Friday, February 15, 2008

Suicidal...

If y'all don't know already I go to a Mental Health Clinic of this county. (No need to name it). The psychiatrist sees you for a grand total of 15 minutes maximum and that is to get medicine and refills and you see a therapist for all that you need to talk about. Well, my therapist likes to talk about her family problems and such. I like her as a person; she is great, but as a therapist she sucks. She had the nerve to ask me why I was suicidal...REALLY!!! How the hell am I supposed to know I feel this way for no reason as far as I am concerned.

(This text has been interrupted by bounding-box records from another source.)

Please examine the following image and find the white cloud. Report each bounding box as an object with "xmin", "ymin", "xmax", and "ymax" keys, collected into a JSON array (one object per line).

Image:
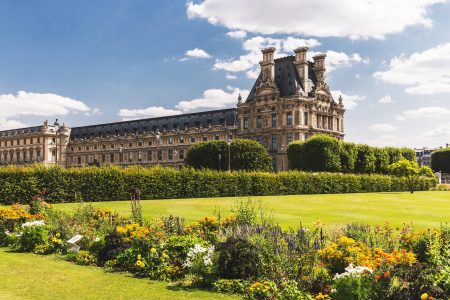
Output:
[
  {"xmin": 369, "ymin": 123, "xmax": 397, "ymax": 132},
  {"xmin": 175, "ymin": 88, "xmax": 249, "ymax": 112},
  {"xmin": 374, "ymin": 43, "xmax": 450, "ymax": 95},
  {"xmin": 378, "ymin": 95, "xmax": 393, "ymax": 104},
  {"xmin": 119, "ymin": 106, "xmax": 182, "ymax": 120},
  {"xmin": 423, "ymin": 123, "xmax": 450, "ymax": 138},
  {"xmin": 227, "ymin": 30, "xmax": 247, "ymax": 39},
  {"xmin": 187, "ymin": 0, "xmax": 446, "ymax": 39},
  {"xmin": 119, "ymin": 86, "xmax": 249, "ymax": 120},
  {"xmin": 331, "ymin": 90, "xmax": 366, "ymax": 109},
  {"xmin": 185, "ymin": 48, "xmax": 211, "ymax": 58},
  {"xmin": 214, "ymin": 36, "xmax": 360, "ymax": 79},
  {"xmin": 0, "ymin": 91, "xmax": 92, "ymax": 129},
  {"xmin": 399, "ymin": 106, "xmax": 450, "ymax": 120}
]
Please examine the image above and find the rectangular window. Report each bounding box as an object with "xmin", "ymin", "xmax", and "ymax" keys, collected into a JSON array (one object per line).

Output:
[
  {"xmin": 272, "ymin": 134, "xmax": 278, "ymax": 151},
  {"xmin": 256, "ymin": 116, "xmax": 262, "ymax": 128},
  {"xmin": 244, "ymin": 117, "xmax": 248, "ymax": 129},
  {"xmin": 287, "ymin": 132, "xmax": 294, "ymax": 145},
  {"xmin": 286, "ymin": 111, "xmax": 292, "ymax": 126},
  {"xmin": 147, "ymin": 150, "xmax": 152, "ymax": 161}
]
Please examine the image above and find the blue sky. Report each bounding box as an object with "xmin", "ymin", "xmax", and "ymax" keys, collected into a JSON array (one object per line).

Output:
[{"xmin": 0, "ymin": 0, "xmax": 450, "ymax": 147}]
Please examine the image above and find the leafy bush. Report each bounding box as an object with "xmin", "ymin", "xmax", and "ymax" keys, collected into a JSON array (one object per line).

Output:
[
  {"xmin": 431, "ymin": 148, "xmax": 450, "ymax": 173},
  {"xmin": 185, "ymin": 139, "xmax": 272, "ymax": 171}
]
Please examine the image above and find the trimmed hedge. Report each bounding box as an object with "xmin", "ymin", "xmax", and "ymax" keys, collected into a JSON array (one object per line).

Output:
[
  {"xmin": 287, "ymin": 134, "xmax": 416, "ymax": 174},
  {"xmin": 0, "ymin": 166, "xmax": 436, "ymax": 204},
  {"xmin": 431, "ymin": 148, "xmax": 450, "ymax": 173}
]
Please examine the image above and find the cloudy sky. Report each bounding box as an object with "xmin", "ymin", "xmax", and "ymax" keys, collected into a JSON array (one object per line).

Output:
[{"xmin": 0, "ymin": 0, "xmax": 450, "ymax": 147}]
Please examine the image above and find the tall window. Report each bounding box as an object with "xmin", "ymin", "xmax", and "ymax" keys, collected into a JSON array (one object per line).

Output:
[
  {"xmin": 244, "ymin": 117, "xmax": 248, "ymax": 129},
  {"xmin": 272, "ymin": 114, "xmax": 277, "ymax": 127},
  {"xmin": 287, "ymin": 132, "xmax": 294, "ymax": 144},
  {"xmin": 272, "ymin": 134, "xmax": 278, "ymax": 151},
  {"xmin": 147, "ymin": 150, "xmax": 153, "ymax": 161},
  {"xmin": 256, "ymin": 116, "xmax": 262, "ymax": 128},
  {"xmin": 286, "ymin": 111, "xmax": 292, "ymax": 126}
]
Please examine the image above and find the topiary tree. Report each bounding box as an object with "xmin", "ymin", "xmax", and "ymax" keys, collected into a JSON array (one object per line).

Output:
[
  {"xmin": 288, "ymin": 134, "xmax": 341, "ymax": 172},
  {"xmin": 400, "ymin": 147, "xmax": 417, "ymax": 161},
  {"xmin": 355, "ymin": 144, "xmax": 376, "ymax": 174},
  {"xmin": 384, "ymin": 147, "xmax": 402, "ymax": 165},
  {"xmin": 340, "ymin": 143, "xmax": 357, "ymax": 173},
  {"xmin": 373, "ymin": 148, "xmax": 389, "ymax": 174},
  {"xmin": 389, "ymin": 159, "xmax": 434, "ymax": 194},
  {"xmin": 185, "ymin": 139, "xmax": 273, "ymax": 171},
  {"xmin": 431, "ymin": 148, "xmax": 450, "ymax": 173}
]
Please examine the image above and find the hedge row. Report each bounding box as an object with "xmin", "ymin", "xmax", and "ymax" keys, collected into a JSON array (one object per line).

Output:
[
  {"xmin": 0, "ymin": 166, "xmax": 436, "ymax": 204},
  {"xmin": 287, "ymin": 134, "xmax": 416, "ymax": 174}
]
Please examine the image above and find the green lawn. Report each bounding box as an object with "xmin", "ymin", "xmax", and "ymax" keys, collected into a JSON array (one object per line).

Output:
[
  {"xmin": 55, "ymin": 191, "xmax": 450, "ymax": 228},
  {"xmin": 0, "ymin": 248, "xmax": 238, "ymax": 300}
]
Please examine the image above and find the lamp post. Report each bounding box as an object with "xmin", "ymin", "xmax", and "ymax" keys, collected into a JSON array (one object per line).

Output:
[
  {"xmin": 227, "ymin": 138, "xmax": 231, "ymax": 172},
  {"xmin": 53, "ymin": 119, "xmax": 59, "ymax": 165}
]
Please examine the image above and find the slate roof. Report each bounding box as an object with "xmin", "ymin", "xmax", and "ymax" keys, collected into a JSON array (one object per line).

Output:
[
  {"xmin": 245, "ymin": 55, "xmax": 317, "ymax": 102},
  {"xmin": 70, "ymin": 108, "xmax": 236, "ymax": 140}
]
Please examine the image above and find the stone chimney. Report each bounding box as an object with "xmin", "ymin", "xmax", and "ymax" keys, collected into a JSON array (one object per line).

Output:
[
  {"xmin": 294, "ymin": 47, "xmax": 309, "ymax": 93},
  {"xmin": 313, "ymin": 54, "xmax": 327, "ymax": 81},
  {"xmin": 259, "ymin": 47, "xmax": 275, "ymax": 82}
]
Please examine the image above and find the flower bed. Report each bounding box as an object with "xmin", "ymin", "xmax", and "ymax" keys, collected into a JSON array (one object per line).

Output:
[{"xmin": 0, "ymin": 201, "xmax": 450, "ymax": 300}]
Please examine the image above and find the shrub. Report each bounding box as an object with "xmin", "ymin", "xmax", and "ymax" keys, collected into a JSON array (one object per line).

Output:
[
  {"xmin": 431, "ymin": 148, "xmax": 450, "ymax": 173},
  {"xmin": 355, "ymin": 145, "xmax": 376, "ymax": 174},
  {"xmin": 185, "ymin": 139, "xmax": 272, "ymax": 171},
  {"xmin": 288, "ymin": 134, "xmax": 341, "ymax": 172}
]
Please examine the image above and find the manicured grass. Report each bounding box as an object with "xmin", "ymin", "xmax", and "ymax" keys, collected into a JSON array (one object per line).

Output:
[
  {"xmin": 55, "ymin": 191, "xmax": 450, "ymax": 228},
  {"xmin": 0, "ymin": 248, "xmax": 239, "ymax": 300}
]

I dream of taking the whole bottle of Geodon I have plus other meds. I feel like I am barely hanging on. I am scared to death my daughter will see it and know about it...So now anyway, my husband, who is literally my life saver through this is setting me up with a REAL psychiatrist. One who listens to your problems and then decides on advice to give you from 12 years of schooling not two years of tutoring. This has got to work. I'm at the end here. I'm desperate.